When you create a website, you must consider the protection of PII of users accessing the site from its design and by default, in compliance with the principles of Privacy by design and Privacy by default, referred to in art 25 GDPR.

From the beginning it is necessary to make a series of choices: whether to have or not to have cookies, whether to have your own, or to have third-party ones.

Cookies are installed on the user’s PC or other kind of device and have different purposes. The user must be informed and must be able to choose whether to give his consent or not.

To create the website, a system already set up will often be used, such as Altervista, Blogger, Wix, WordPress. With appropriate plug-ins it will be possible to generate a cookie policy, or keep track of the consent; with a request to specific sites it is possible to generate a cookie policy. But how compliant is a cookie policy?

The necessary elements of a privacy policy, which may contain or integrate a cookie policy, can be identified if the policy answers the following questions:

• Who is the data controller?

• What are the data being processed?

• What types of cookies does the website use?

• What are the purposes of the treatment?

• To whom is the information transmitted?

• Is there data transfer abroad?

• What are the rights of the data subjects?

Before implementing the cookie policy it will be necessary to verify with a report the cookies on the website, in order to correctly define the actions to be performed.

The actions to be taken will differ according to the cookies installed on the website. A distinction is made between technical cookies, which are used to make the website work, analytical cookies and profiling cookies.

In the description of the cookies it is correct to indicate the supplier, the type of cookie, the function, the duration timespan.

The various European Authorities have clarified that only technical cookies do not need consent, as they are necessary to make the website work, and an information (cookie policy) is still required for them.

All other cookies need:

• a notice ……………………..………………………..for anonymised third-party analytical cookies

• a banner, consent and notice ……………… for first and third party analytical cookies that are not anonymised

• a banner, consent and notice ……… … for first or third party profiling cookies

The indications that the Italian DPA had issued on cookies were prior to the GDPR and therefore at the time the first-party technical and analytical cookies were considered together.

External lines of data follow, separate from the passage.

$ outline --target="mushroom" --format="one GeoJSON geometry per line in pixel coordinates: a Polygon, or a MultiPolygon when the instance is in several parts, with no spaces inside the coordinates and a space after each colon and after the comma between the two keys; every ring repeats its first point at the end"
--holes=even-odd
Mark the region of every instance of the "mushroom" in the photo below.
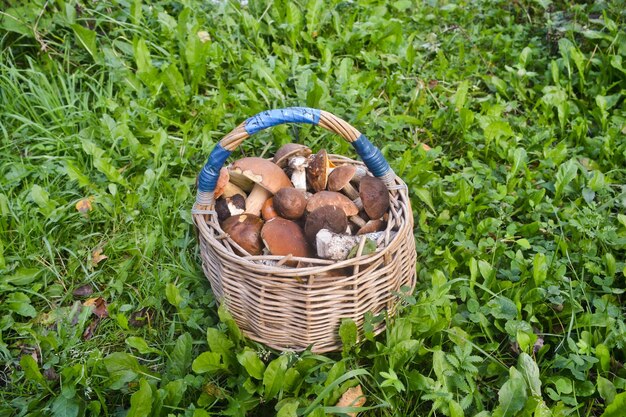
{"type": "Polygon", "coordinates": [[[376,219],[376,220],[370,220],[367,223],[365,223],[365,225],[363,227],[361,227],[356,234],[357,235],[364,235],[367,233],[374,233],[374,232],[378,232],[381,231],[385,228],[385,221],[381,220],[381,219],[376,219]]]}
{"type": "Polygon", "coordinates": [[[291,168],[291,182],[295,188],[306,190],[307,158],[311,155],[308,146],[299,143],[287,143],[274,154],[274,163],[285,169],[291,168]]]}
{"type": "Polygon", "coordinates": [[[303,156],[296,156],[289,160],[289,168],[291,168],[291,182],[298,190],[306,191],[306,167],[308,161],[303,156]]]}
{"type": "Polygon", "coordinates": [[[291,159],[295,157],[306,159],[309,155],[311,155],[311,149],[308,146],[299,143],[286,143],[276,151],[272,161],[279,167],[285,168],[291,159]]]}
{"type": "Polygon", "coordinates": [[[261,217],[263,217],[263,220],[268,221],[276,216],[278,216],[278,214],[274,209],[274,197],[270,197],[265,200],[265,203],[263,203],[263,207],[261,208],[261,217]]]}
{"type": "Polygon", "coordinates": [[[219,197],[232,197],[235,194],[240,194],[244,199],[247,197],[245,191],[230,182],[230,174],[226,167],[220,169],[220,176],[217,178],[213,194],[216,199],[219,197]]]}
{"type": "Polygon", "coordinates": [[[274,209],[279,216],[289,220],[297,220],[304,215],[306,197],[304,192],[296,188],[281,188],[273,197],[274,209]]]}
{"type": "Polygon", "coordinates": [[[359,196],[370,219],[380,219],[389,209],[389,190],[380,178],[363,177],[359,184],[359,196]]]}
{"type": "MultiPolygon", "coordinates": [[[[395,232],[391,233],[391,238],[395,232]]],[[[380,245],[378,242],[384,236],[384,232],[367,233],[361,236],[350,236],[333,233],[327,229],[321,229],[317,232],[315,238],[315,247],[317,256],[323,259],[332,259],[340,261],[346,259],[352,248],[358,245],[362,238],[370,239],[380,245]]]]}
{"type": "Polygon", "coordinates": [[[261,229],[261,239],[272,255],[310,257],[311,248],[304,238],[302,229],[291,220],[274,217],[261,229]]]}
{"type": "Polygon", "coordinates": [[[328,174],[335,165],[328,159],[326,149],[321,149],[315,155],[309,157],[309,169],[306,172],[306,179],[309,186],[319,192],[326,189],[328,174]]]}
{"type": "Polygon", "coordinates": [[[217,219],[223,222],[230,216],[236,216],[243,214],[246,208],[246,200],[240,194],[235,194],[232,197],[218,198],[215,202],[215,211],[217,212],[217,219]]]}
{"type": "Polygon", "coordinates": [[[304,234],[307,240],[314,245],[317,232],[327,229],[336,233],[345,232],[348,227],[346,213],[339,206],[326,205],[313,210],[304,224],[304,234]]]}
{"type": "MultiPolygon", "coordinates": [[[[246,198],[246,213],[258,216],[263,203],[284,187],[293,187],[282,169],[271,161],[258,157],[242,158],[230,167],[231,178],[254,183],[246,198]]],[[[243,188],[243,187],[242,187],[243,188]]]]}
{"type": "Polygon", "coordinates": [[[359,198],[359,192],[354,189],[350,181],[354,178],[356,167],[354,165],[341,165],[328,175],[328,190],[343,191],[350,200],[359,198]]]}
{"type": "Polygon", "coordinates": [[[222,223],[222,230],[250,255],[260,255],[263,250],[261,227],[263,220],[249,213],[231,216],[222,223]]]}
{"type": "Polygon", "coordinates": [[[354,222],[357,226],[363,227],[365,220],[358,216],[359,209],[357,206],[345,195],[336,191],[320,191],[313,194],[306,205],[306,212],[311,213],[315,209],[322,206],[337,206],[341,208],[350,221],[354,222]]]}

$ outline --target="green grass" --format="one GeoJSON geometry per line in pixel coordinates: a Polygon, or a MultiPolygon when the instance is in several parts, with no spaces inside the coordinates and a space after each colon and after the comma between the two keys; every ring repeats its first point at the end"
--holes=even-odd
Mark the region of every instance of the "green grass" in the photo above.
{"type": "MultiPolygon", "coordinates": [[[[621,416],[624,10],[5,1],[0,415],[323,416],[360,383],[367,416],[621,416]],[[325,356],[241,337],[190,218],[212,146],[287,106],[368,135],[414,209],[415,294],[325,356]]],[[[354,156],[293,126],[238,155],[292,140],[354,156]]]]}

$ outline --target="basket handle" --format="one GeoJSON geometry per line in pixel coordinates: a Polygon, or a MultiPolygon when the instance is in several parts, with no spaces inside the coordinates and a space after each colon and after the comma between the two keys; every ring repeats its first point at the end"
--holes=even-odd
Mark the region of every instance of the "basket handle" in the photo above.
{"type": "Polygon", "coordinates": [[[196,203],[202,206],[213,204],[213,191],[220,175],[220,169],[232,151],[248,137],[272,126],[284,123],[307,123],[321,126],[350,142],[365,166],[381,178],[387,186],[392,186],[395,174],[380,150],[361,132],[346,121],[324,110],[308,107],[287,107],[258,113],[241,123],[224,136],[211,151],[207,163],[198,178],[196,203]]]}

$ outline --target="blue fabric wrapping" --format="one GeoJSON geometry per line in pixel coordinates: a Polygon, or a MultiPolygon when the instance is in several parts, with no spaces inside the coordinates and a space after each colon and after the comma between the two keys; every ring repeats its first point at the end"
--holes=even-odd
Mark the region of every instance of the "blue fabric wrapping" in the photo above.
{"type": "Polygon", "coordinates": [[[365,135],[359,136],[352,142],[352,146],[375,177],[382,177],[391,169],[383,154],[365,135]]]}
{"type": "Polygon", "coordinates": [[[220,177],[220,169],[224,166],[224,162],[226,162],[230,153],[231,152],[224,149],[220,143],[215,145],[209,155],[209,160],[204,165],[204,168],[202,168],[202,171],[200,171],[198,178],[199,191],[213,192],[215,190],[217,179],[220,177]]]}
{"type": "Polygon", "coordinates": [[[287,107],[286,109],[267,110],[246,120],[244,127],[249,135],[283,123],[318,124],[320,111],[308,107],[287,107]]]}

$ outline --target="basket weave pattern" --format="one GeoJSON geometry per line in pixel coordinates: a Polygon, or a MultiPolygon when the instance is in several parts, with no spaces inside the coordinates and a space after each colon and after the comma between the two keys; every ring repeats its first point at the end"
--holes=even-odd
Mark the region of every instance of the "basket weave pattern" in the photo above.
{"type": "MultiPolygon", "coordinates": [[[[330,157],[336,165],[363,165],[343,156],[330,157]]],[[[361,329],[368,311],[393,314],[397,294],[412,291],[416,279],[411,204],[406,184],[394,177],[379,249],[362,255],[362,239],[356,256],[339,262],[290,258],[301,261],[301,267],[294,268],[283,265],[285,257],[241,256],[216,214],[193,215],[203,271],[216,298],[226,303],[247,337],[278,350],[312,346],[314,352],[329,352],[341,349],[342,319],[354,320],[361,329]]],[[[380,323],[375,332],[383,326],[380,323]]]]}

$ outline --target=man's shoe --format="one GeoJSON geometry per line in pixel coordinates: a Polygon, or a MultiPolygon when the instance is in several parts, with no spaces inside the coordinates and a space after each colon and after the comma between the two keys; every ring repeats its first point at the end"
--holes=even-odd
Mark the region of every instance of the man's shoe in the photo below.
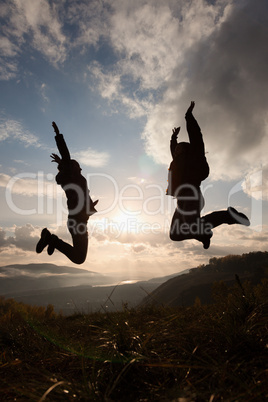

The indications that the ICO (Information Commissioner’s Office) issued before Brexit are more rigorous: for the English DPA, consent is also necessary for analytical cookies, as they are not strictly necessary for the website to function.

The guidelines adopted by the EDPB (European Data Protection Board) on 04.05.2020 establish that in order for consent to be freely given, access to services and features must made not be conditional on the consent of a user to the storing of information, or gaining of access to information already stored, in the terminal equipment of a user (so called cookie walls)….. This does not constitute valid consent, as the provision of the service relies on the data subject clicking the “Accept cookies” button…. Based on recital 32, actions such as scrolling or swiping through a webpage or similar user activity will not under any circumstances satisfy the requirement of a clear and affirmative action: such actions may be difficult to distinguish from other activity or interaction by a user and therefore determining that an unambiguous consent has been obtained will also not be possible. Furthermore, in such a case, it will be difficult to provide a way for the user to withdraw consent in a manner that is as easy as granting it.

When is consent required, therefore, how should it be given? With an unequivocal action, in accordance with recital 32 GDPR, for example by affixing a flag or by clicking a button inside the banner. The consent given must be tracked. The previous indication that was used in the banners, provided as an implicit form of acceptance of cookies scrolling the page, or closing the banner.

Today, where consent is required, based on the type of cookies used, the unequivocal action (click, flag) by the user is required, which must equally easily be able to withdraw consent. This implies that where there are more consents on the banner that can be ticked, they are set by default on rejection (no, I do not agree, flag not ticked). The user can thus freely choose whether or not to allow his behavior to be profiled.